The close structural relationship between RUMGNA_01526 and glutamate decarboxylase raises the question of how the structural scaffold of RUMGNA_01526 accommodates the large, hydrophobic substrate Trp. Since the ideal approach to answering this question would involve determining the structure of RUMGNA_01526 bound to a Trp-mimicking inhibitor, we proceeded to determine whether a previously reported inhibitor of plant Trp decarboxylase, (S)- α-fluoromethyltryptophan ((S)- α-FMT, Figure 3A I), was an inhibitor of RUMGNA_01526 (Ishihara et al., 2011).

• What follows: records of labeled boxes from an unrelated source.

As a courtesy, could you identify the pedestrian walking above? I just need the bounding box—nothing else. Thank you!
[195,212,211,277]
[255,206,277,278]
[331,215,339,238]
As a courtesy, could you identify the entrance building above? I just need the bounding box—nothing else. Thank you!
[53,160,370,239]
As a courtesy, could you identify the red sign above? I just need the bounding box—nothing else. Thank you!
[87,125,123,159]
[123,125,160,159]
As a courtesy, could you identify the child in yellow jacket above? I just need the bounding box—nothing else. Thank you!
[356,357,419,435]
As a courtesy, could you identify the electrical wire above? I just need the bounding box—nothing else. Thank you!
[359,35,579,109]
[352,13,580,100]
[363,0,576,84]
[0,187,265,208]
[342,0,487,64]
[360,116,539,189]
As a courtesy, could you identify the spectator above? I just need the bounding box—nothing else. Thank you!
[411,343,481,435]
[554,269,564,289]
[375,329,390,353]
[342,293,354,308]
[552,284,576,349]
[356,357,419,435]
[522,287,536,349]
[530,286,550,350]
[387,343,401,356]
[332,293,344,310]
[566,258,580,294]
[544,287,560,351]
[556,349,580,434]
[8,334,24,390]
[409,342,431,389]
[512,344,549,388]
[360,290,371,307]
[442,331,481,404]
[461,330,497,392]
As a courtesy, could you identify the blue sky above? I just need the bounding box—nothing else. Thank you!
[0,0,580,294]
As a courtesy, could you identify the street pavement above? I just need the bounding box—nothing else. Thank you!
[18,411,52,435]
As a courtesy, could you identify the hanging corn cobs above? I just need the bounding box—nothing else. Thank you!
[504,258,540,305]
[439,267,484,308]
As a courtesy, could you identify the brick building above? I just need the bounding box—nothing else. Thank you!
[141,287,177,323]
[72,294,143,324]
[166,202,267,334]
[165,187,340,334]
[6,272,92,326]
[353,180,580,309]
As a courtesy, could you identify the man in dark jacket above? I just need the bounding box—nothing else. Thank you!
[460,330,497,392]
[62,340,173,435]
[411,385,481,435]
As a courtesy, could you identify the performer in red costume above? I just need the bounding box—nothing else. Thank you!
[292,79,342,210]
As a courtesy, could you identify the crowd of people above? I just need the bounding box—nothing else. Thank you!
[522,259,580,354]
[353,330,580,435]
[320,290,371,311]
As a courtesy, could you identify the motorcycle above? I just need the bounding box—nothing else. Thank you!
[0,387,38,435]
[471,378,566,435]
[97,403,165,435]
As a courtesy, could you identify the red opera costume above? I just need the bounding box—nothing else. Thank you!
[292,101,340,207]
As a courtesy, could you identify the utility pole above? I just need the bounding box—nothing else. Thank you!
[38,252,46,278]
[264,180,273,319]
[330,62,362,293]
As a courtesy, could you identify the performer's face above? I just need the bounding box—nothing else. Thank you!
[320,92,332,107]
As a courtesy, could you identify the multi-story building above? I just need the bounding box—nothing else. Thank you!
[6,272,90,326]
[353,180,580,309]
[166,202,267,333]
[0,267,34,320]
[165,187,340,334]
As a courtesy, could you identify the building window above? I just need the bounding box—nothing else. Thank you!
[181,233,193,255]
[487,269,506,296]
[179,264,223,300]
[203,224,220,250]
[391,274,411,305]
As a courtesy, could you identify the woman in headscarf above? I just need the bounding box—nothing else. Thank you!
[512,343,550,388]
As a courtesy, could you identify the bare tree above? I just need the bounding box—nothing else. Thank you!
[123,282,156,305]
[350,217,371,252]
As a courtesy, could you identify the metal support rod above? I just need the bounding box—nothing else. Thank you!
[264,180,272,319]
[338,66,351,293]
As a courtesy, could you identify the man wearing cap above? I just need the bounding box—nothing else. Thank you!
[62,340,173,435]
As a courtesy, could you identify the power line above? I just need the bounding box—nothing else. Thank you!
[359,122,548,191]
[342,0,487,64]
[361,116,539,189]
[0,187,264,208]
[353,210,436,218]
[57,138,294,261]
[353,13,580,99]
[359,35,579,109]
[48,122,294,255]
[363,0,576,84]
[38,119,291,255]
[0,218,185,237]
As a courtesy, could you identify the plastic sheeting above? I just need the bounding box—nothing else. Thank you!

Although mechanistic studies have not been performed to determine the mode of Trp decarboxylase inhibition by (S)- α-FMT, biochemical studies with a similar amino acid analog, (S)- α-fluoromethylhistidine ((S)- α-FMH), show that this inhibitor blocks histidine decarboxylase in a mechanism-dependent fashion that involves the formation of a covalent adduct between the inhibitor and PLP.

We measured the production of tryptamine by HPLC in the presence of various concentrations of inhibitor over 30 minutes, and analyzed progress curves of the reaction to assess the kinetics of inhibition. Indeed, not only for RUMGNA_01526 but also for CLOSPO_02083, we observed linear progress curves in the presence of increasing concentrations of inhibitor, consistent with covalent inhibition (Figures 4A and 4B). Despite having a comparable Km for Trp, RUMGNA_01526 has a weaker affinity for (S)- α-FMT than CLOSPO_02083 (Ki of 178 µM vs. 0.2 µM). However, it is more rapidly inhibited (kinact of 1.2 min−1 vs. 0.1 min−1), suggesting that once the weak enzyme-inhibitor complex forms, the relative orientation of PLP and the inhibitor is conducive to covalent bond formation (Figures 4C, 4D).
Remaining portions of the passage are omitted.